Expvar just makes it dead simple to expose variables in your program via an easily scraped HTTP and JSON endpoint. By default, it exposes some basic info about the runtime memory usage (allocations, frees, GC stats, etc) but also allows you to easily expose anything else you like in a standardized way.

This makes it easy to pull that data into a system like Prometheus (via the expvarCollector) or watch it in realtime with expvarmon.

I still use Graphite for a lot of my metrics collection and monitoring though and noticed a lack of simple tools for geting expvar metrics into Graphite. Peter Bourgon has a Get to Graphite library which is pretty nice but it requires that you add the code to your applications, which isn’t always ideal.

I just wanted a simple service that would poll a number of expvar endpoints and submit the results to Graphite.

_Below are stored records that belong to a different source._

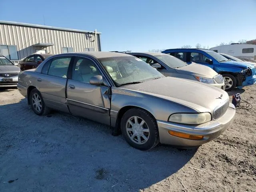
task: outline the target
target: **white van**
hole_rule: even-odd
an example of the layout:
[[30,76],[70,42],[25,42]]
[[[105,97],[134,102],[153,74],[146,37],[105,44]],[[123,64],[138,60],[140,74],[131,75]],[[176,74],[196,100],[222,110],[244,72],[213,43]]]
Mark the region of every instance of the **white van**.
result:
[[256,60],[256,45],[232,44],[212,47],[210,49],[217,53],[222,53],[241,58]]

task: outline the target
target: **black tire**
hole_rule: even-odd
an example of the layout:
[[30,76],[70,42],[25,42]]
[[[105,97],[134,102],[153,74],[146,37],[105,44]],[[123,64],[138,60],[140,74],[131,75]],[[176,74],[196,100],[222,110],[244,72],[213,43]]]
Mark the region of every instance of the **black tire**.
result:
[[[35,105],[33,105],[33,96],[38,95],[38,98],[41,100],[41,104],[42,105],[42,108],[41,110],[38,110],[36,108]],[[29,96],[29,100],[30,104],[30,106],[34,112],[34,113],[38,115],[46,115],[48,114],[50,111],[50,109],[48,107],[47,107],[44,104],[44,100],[40,93],[40,92],[36,89],[34,89],[32,90]]]
[[[137,116],[143,119],[149,130],[148,139],[143,144],[137,144],[132,141],[126,132],[127,121],[134,116]],[[134,108],[126,111],[121,121],[121,129],[126,140],[131,146],[136,149],[142,150],[147,150],[156,146],[159,142],[158,130],[156,120],[150,113],[143,109]]]
[[231,75],[231,74],[229,74],[228,73],[222,74],[222,76],[223,77],[223,78],[224,79],[224,81],[225,82],[225,85],[226,85],[226,77],[227,78],[231,79],[232,80],[232,86],[231,87],[227,87],[226,86],[226,88],[225,89],[225,90],[226,91],[230,91],[232,90],[236,86],[236,79],[234,76]]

So I made samlare to do just that.

You just run:

$ samlare -config=/path/to/config.toml

With a straightforward TOML config file that would look something like:

CarbonHost = "graphite.example.com"
CarbonPort = 2003
CheckInterval = 60000
Timeout = 3000

[[endpoint]]
URL = "http://localhost:14001/debug/vars"
Prefix = "apps.app1"

[[endpoint]]
URL = "http://localhost:14002/debug/vars"
Prefix = "apps.app2"
FailureMetric = "apps.app2.failure"

That just tells samlare where your carbon server (the part of Graphite that accepts metrics) lives, how often to poll your endpoints (in ms), and how long to wait on them before timing out (in ms, again). Then you specify as many endpoints as you want. Each is just the URL to hit and what prefix to give the scraped metrics in Graphite. If you specify a FailureMetric, samlare will submit a 1 for that metric if polling that endpoint fails or times out.

There are more options as well for renaming metrics, ignoring metrics, etc, that are described in the README, but that’s the gist of it.

Anyone else who is using Graphite and expvar has probably cobbled something similar together for their purposes, but this has been working quite well for me, so I thought I’d share.

As a bonus, I also have a package, django-expvar that makes it easy to expose an expvar compatible endpoint in a Django app (which samlare will happily poll).